Social Security Administration Programs. The following information describes Ohio statistics regarding the number of beneficiaries and the amount spent on disability benefits by the Social Security Administration. Supplemental Security Income (SSI) distributes funds to adults and children with disabilities who have limited income or are 65 years of age or older who meet financial limits. Social Security Disability Insurance (SSDI) is paid to individuals and family members if they worked for a specific amount of time and paid taxes. Table 6 and Table 7 provide the number of Ohioans who received federally administered SSI and SSDI payments in 2014 and 2017. (Social Security Administration, 2018)
Table 6 - Ohio SSI - Number, Average Monthly Benefit Payments (in thousands of dollars), and Category of Disability Beneficiary: 2014 vs. 2017
Table 7 - Ohio SSDI - Number, Average Monthly Benefit Payments (in thousands of dollars), and Category of Disability Beneficiary: 2014 vs. 2017
Workers with disabilities accounted for the smallest percentage change for beneficiaries receiving SSDI from 2014 to 2017. There was a 1.5 percent decrease in the number of workers who are classified as beneficiaries, as compared to the total population receiving federally administered payments. The number of applications for benefits for workers with disabilities per month from 1996 to 2017 in the U.S. is displayed in Chart 1 below. There was a steady upward trend in the number of monthly applications for SSDI by workers with disabilities from 1998 through 2012. Since that time, the trend has reversed with applications in steady decline over the last five years.

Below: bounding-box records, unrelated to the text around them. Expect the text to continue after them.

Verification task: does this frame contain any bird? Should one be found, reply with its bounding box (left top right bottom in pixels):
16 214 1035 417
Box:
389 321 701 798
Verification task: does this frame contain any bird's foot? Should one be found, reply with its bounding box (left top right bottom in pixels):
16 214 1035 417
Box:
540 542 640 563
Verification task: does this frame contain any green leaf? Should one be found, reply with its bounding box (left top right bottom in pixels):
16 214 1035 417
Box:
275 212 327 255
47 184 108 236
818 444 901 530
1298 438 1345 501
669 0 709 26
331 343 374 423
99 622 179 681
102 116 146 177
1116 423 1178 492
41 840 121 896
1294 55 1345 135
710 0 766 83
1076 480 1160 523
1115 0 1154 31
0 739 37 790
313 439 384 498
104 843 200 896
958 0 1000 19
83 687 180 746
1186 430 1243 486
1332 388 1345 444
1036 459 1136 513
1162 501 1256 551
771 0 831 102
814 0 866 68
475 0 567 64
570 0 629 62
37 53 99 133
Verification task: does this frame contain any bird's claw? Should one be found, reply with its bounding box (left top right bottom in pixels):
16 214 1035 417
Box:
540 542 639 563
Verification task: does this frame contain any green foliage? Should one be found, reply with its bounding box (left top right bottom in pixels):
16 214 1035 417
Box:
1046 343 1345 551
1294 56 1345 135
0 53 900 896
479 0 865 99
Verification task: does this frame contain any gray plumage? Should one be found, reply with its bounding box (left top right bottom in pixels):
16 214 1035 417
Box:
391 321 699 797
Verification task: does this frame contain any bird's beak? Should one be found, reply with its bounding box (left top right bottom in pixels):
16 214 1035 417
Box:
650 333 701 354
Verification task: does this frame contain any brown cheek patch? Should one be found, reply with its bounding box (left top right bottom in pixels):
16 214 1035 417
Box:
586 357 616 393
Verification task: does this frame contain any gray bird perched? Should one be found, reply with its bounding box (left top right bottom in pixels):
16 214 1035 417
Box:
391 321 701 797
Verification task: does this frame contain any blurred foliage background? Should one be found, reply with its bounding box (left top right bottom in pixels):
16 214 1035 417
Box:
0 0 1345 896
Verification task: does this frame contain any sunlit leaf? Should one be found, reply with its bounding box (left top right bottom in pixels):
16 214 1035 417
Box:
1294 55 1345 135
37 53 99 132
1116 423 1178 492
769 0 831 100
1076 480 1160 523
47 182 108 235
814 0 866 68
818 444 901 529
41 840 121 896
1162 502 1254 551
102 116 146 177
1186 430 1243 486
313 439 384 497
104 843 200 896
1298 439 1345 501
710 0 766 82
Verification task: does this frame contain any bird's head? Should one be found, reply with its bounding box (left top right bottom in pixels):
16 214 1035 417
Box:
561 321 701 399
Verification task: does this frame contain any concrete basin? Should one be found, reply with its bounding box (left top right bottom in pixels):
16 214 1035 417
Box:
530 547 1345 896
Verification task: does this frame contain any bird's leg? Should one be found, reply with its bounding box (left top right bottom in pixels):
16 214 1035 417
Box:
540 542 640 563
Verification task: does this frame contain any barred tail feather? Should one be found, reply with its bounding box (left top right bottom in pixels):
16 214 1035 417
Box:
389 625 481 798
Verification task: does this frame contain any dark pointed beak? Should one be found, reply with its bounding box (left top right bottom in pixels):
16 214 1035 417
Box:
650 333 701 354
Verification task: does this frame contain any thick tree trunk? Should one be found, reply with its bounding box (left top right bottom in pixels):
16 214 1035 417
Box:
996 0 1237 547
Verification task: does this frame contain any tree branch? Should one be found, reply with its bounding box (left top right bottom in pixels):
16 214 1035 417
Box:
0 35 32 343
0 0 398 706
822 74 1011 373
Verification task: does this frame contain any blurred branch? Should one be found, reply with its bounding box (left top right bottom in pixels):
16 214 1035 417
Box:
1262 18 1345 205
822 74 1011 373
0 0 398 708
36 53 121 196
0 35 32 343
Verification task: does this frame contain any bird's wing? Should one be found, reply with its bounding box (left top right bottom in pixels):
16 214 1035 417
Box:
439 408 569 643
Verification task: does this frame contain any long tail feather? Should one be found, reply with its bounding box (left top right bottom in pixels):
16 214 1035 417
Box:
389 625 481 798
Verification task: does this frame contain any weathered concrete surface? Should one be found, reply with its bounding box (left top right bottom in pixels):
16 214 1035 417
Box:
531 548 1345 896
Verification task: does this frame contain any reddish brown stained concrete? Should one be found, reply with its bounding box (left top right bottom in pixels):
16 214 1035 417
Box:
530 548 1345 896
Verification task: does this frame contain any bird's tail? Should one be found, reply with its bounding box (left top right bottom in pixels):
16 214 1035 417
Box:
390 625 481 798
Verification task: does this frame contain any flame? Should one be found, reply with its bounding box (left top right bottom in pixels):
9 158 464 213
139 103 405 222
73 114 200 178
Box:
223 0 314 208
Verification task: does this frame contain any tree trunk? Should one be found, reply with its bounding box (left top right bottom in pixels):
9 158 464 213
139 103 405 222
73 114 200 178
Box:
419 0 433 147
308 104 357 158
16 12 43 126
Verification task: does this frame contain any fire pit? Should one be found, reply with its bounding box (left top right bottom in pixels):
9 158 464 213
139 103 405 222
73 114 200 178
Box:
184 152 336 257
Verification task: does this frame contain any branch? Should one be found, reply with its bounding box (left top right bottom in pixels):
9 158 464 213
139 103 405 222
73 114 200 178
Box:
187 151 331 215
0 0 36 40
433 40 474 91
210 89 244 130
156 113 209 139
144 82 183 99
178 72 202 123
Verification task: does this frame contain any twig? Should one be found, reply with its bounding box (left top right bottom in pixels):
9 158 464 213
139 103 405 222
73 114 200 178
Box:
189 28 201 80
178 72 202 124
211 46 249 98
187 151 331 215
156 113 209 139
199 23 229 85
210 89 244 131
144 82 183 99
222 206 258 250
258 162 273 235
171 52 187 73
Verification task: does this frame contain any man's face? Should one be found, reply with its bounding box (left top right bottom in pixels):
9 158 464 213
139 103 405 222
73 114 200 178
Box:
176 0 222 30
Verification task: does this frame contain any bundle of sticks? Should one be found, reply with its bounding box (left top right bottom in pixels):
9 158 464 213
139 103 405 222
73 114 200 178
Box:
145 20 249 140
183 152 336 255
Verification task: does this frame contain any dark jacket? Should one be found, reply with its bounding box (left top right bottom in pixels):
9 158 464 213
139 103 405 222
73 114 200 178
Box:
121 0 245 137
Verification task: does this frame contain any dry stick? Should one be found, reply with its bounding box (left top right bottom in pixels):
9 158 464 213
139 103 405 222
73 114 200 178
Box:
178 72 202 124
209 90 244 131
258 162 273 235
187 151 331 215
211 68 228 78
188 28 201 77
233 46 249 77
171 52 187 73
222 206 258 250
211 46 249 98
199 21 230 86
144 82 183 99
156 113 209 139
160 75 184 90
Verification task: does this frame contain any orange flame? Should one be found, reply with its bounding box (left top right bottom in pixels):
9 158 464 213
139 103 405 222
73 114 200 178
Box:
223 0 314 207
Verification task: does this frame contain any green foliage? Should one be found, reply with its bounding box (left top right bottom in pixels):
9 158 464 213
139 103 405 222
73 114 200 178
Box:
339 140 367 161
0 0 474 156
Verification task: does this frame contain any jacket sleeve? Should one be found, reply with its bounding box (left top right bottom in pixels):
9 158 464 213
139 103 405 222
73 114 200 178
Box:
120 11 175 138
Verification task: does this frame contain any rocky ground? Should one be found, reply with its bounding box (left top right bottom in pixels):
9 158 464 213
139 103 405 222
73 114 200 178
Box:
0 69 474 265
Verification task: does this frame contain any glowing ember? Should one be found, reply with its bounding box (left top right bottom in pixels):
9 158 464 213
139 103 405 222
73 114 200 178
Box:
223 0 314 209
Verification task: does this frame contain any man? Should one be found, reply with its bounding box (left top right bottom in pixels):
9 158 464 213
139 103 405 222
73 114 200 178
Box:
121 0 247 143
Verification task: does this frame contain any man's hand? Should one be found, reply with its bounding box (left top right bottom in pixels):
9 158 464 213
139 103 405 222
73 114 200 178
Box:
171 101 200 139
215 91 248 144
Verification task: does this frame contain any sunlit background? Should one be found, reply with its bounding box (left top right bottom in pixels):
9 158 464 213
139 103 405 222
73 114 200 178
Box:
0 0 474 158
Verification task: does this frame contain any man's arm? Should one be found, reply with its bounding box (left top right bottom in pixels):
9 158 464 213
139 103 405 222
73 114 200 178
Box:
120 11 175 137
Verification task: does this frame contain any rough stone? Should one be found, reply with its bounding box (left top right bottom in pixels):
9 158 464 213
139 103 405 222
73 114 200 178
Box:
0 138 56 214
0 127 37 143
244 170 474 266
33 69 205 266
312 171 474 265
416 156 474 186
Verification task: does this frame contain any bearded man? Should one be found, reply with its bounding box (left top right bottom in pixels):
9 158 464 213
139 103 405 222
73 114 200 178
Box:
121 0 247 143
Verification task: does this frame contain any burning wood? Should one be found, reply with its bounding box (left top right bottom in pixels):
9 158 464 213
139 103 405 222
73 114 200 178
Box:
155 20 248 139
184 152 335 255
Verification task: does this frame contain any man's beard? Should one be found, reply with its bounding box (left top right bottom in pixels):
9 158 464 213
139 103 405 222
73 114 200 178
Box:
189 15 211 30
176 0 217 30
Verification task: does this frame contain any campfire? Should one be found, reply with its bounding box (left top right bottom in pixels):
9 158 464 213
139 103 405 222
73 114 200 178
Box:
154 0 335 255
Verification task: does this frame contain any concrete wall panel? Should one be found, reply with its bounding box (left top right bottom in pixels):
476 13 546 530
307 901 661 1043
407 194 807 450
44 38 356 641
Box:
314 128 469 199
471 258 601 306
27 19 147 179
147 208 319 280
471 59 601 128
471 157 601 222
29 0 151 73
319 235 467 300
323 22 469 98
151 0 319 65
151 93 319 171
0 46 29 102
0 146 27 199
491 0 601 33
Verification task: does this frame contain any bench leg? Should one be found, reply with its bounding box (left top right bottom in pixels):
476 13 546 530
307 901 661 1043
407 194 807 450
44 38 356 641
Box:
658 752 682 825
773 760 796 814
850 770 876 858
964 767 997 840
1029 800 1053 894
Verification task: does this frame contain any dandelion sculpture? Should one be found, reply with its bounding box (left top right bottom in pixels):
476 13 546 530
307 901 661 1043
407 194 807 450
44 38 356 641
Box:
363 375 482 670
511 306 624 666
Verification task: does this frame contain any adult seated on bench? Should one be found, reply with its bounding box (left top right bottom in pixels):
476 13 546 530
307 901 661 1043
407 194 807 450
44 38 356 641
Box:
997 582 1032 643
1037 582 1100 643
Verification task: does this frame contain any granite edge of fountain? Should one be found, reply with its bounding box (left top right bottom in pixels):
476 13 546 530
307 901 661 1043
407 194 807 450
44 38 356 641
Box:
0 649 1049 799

Chart 1 - SSDI - U.S. Disabled Worker Beneficiary Trend Disabled Worker Data (in thousands)
Chart 2 - SSDI - U.S. Number in Current Payment Status at End of Month (in thousands)
Chart 1 above represents the 20-year U.S. trend of SSDI applications and awards made as a twelve month moving average. Chart 2 shows the number of SSDI beneficiaries receiving payments over the same time period. Despite a steady upward trend over the majority of the past two decades, both charts show a declining trend in recent years. (Social Security Administration, 2018). Table 8 below shows the trends of Ohio’s SSI recipients between 2006 and 2016. The trend of the percentage of SSI recipients working has continued to trend downward from 7.2 percent in 2006 to 6.3 percent in 2016.
Table 8 - Ohio: Number and Employment of SSI Recipients: 2006 - 2016
*Population estimates are for Ohio as of July 1 for each year as reported by the U.S. Census Bureau.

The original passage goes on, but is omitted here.